Ces trains transportent quotidiennement environ 100 000 voyageurs, partout en France. Quelque 335 villes sont desservies, assurant des liaisons essentielles aux déplacements des Français. La vocation de ces trains est de relier entre elles les grandes villes de notre pays, à une vitesse se situant entre le train à grande vitesse (TGV) et le train express régional (TER).

Pourtant, d'après les informations parues dans la presse provenant de documents internes à la Société nationale des chemins de fer français (SNCF), la suppression de plusieurs de ces lignes et l'abandon de plusieurs arrêts en gares seraient envisagés.

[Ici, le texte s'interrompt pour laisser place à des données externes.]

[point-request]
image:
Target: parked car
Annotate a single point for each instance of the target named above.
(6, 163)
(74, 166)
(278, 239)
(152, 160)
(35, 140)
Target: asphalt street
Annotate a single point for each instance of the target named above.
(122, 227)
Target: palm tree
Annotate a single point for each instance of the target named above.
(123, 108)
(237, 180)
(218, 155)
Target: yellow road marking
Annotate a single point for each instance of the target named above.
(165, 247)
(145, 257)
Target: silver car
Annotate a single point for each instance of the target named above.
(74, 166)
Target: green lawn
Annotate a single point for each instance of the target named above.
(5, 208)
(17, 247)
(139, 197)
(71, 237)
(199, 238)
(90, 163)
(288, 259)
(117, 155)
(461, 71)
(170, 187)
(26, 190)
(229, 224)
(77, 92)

Plus de la moitié des 300 lignes serait concernée : les liaisons Reims-Dijon, Caen-Le Mans-Tours, ou encore la ligne Bordeaux-Clermont-Ferrand-Tours seraient supprimées. D'autres lignes verraient leur nombre d'allers/retours très fortement réduits, telles que Paris-Rouen-Le Havre, Paris-Limoges-Toulouse, Bordeaux-Marseille-Nice. Des trains de nuit seraient également supprimés.

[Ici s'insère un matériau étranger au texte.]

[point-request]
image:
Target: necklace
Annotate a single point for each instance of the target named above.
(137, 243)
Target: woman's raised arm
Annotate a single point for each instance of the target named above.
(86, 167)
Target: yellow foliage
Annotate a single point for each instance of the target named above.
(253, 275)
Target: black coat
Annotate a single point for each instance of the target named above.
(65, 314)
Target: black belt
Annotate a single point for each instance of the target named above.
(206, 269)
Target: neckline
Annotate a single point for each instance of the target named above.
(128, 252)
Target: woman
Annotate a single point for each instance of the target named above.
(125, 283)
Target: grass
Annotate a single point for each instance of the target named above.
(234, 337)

Or, ces lignes sont essentielles pour nombre d'habitants, notamment pour des trajets domicile-travail. Elles participent à une certaine égalité territoriale et au droit à la mobilité. Les supprimer, c'est abandonner ces populations. Les régions se sont, elles, particulièrement investies sur ces questions, avec les TER, et ont déployé de gros efforts financiers pour toujours mieux desservir leurs populations. À l'heure où le Gouvernement multiplie les discours sur sa volonté de réduire les inégalités territoriales, où les résultats des élections départementales ont révélé, notamment, un sentiment profond d'abandon des habitants des zones rurales, il serait incompréhensible de laisser ce projet se réaliser. En effet, si ces intentions étaient confirmées, on assisterait à la formation de véritables déserts ferroviaires : le quart nord-est de la France ou la Creuse ne seraient, notamment, alors plus desservis par des transports nationaux.

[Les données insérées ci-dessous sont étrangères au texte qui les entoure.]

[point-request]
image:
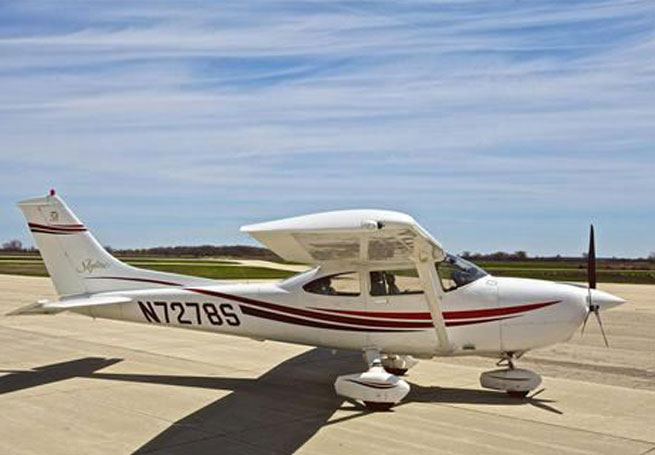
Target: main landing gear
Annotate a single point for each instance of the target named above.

À ceci s'ajouteraient des fermetures de gares, de boutiques SNCF, des suppressions massives d'emplois. Les conclusions des travaux de la commission sur l'avenir de ces TET, présidée par le député Philippe Duron, doivent être connues d'ici à quelques semaines.

Elle souhaite, d'ores et déjà, interroger le Gouvernement sur cette volonté de la SNCF et savoir comment celui-ci entend continuer à réaffirmer le rôle de l'État, en tant qu'autorité politique responsable de ces trains depuis 2011. Un renouvellement du matériel roulant a, d'ailleurs, été engagé par le Gouvernement à la fin de 2013, mais, seule une première tranche a été confirmée. L'avenir de ces TET passe également par une modernisation du matériel et par un investissement de la part de l'État. Elle s'inquiète, par ailleurs, de ces suppressions, notamment au regard des dispositions présentes dans le projet de loi n° 300 (Sénat 2014-2015) pour la croissance, l'activité et l'égalité des chances économiques.

Elle lui demande enfin comment le Gouvernement entend renforcer le service public ferroviaire et l'ensemble des lignes concernées, alors qu'il entend, parallèlement, libéraliser les transports, par la création de dessertes par cars privés. Le risque est, en effet, fort de sacrifier le rail au profit de la route, ce qui constitue, selon elle, un contresens écologique. Elle réaffirme le besoin d'un grand service public ferroviaire répondant aux besoins des territoires et des populations.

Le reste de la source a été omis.